Obwohl sich einige Leser in den Kommentaren des FastLane-Blogs gewünscht hätten, dass das Unternehmen auf die Streiks eingeht, lehnten die Kommunikatoren dies ab. Und das auch, obwohl in der PR-Community immer wieder diskutiert wird, dass ein etabliertes Business Blog eine gute Plattform für die Krisenkommunikation sein kann. Shel Holtz hätte auch in diesem Fall durchaus kommunikative Chancen gesehen, wenn GM das Thema im Blog offensiv angegangen wäre:

“For example, a blog post could outline the company’s strategy for reducing costs, its plans to return to profitability, and the last deal the company offered before the union called the strike.”

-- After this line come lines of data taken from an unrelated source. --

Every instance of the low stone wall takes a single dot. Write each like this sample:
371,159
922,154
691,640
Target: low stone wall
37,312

GM entschied sich anders, begründete aber seine Zurückhaltung im Blog:

“But as I am sure that you can appreciate, these are sensitive times involving sensitive negotiations; a public blog is not the appropriate place for us to be commenting about them, nor do we think it’s constructive to entertain a discussion of labor issues here.”

Statt dessen werden die Leser auf die offiziellen Pressemitteilungen verwiesen, Kommentare sind zu diesem Posting nicht möglich. Hans Kullin (Media Culpa) hat für diese Strategie ein gewisses Verständnis und lobt wie auch Shel Holtz, dass im Blog zumindest erläutert wird, warum das Unternehmen auf diesem Kanal nicht zum Thema kommunizieren möchte. Dennoch ist es für Shel schwer nachvollziehbar, dass ein bedeutsames Thema nicht im Blog stattfindet.

Meiner Meinung nach wäre es sicher konsequent, auf ausnahmslos auf alle aktuellen Ereignisse in einem etablierten Blog einzugehen. Andererseits verstehe ich die Vorsicht: So dürften auch Beiträge wie die von Shel vorgeschlagenen für heftige Auseinandersetzungen in den Kommentaren sorgen. In solchen Situationen besteht die Gefahr, dass Diskussionen im Blog nicht zu Lösungen führen, sondern für noch mehr scharfe Töne sorgen. Es gibt sicher Situationen, in denen es besser ist, wenn zwei Parteien - hier also Manager und Arbeitnehmervertreter - direkt miteinander sprechen und Lösungen suchen. Hauptproblem dürfte jedoch sein, dass vermutlich so viele Kommentare geschrieben worden wären, dass diese für das Unternehmen nicht mehr zu überschauen gewesen wären und deshalb keine ideale Diskussion hätte stattfinden können. Zumal in einer solchen Krise allein schon die Anfragen der klassischen Medien kaum bewältigt werden können.

Auf journalistischer Seite empfinde ich die Idee des Wall Street Journal, den Streik mit einem eigenen Weblog zu begleiten, inzwischen als onlinejournalistischen state-of-the-art für sehr bedeutsame Ereignisse. So können sehr schnell auch kleinere Themen veröffentlicht werden, und für die Leser wird sehr übersichtlich nachvollziehbar, wie sich das gesamte Thema Schritt für Schritt entwickelt. Während die Journalisten teilweise mehrmals in der Stunde posteten, blieb die Zahl der Kommentare jedoch relativ gering. Dennoch empfinde ich das Blog als ein interessantes Modell, das in ähnlicher Form in den vergangenen Monaten immer wieder angewandt wurde, beispielsweise auch von der ZEIT zum G8-Gipfel.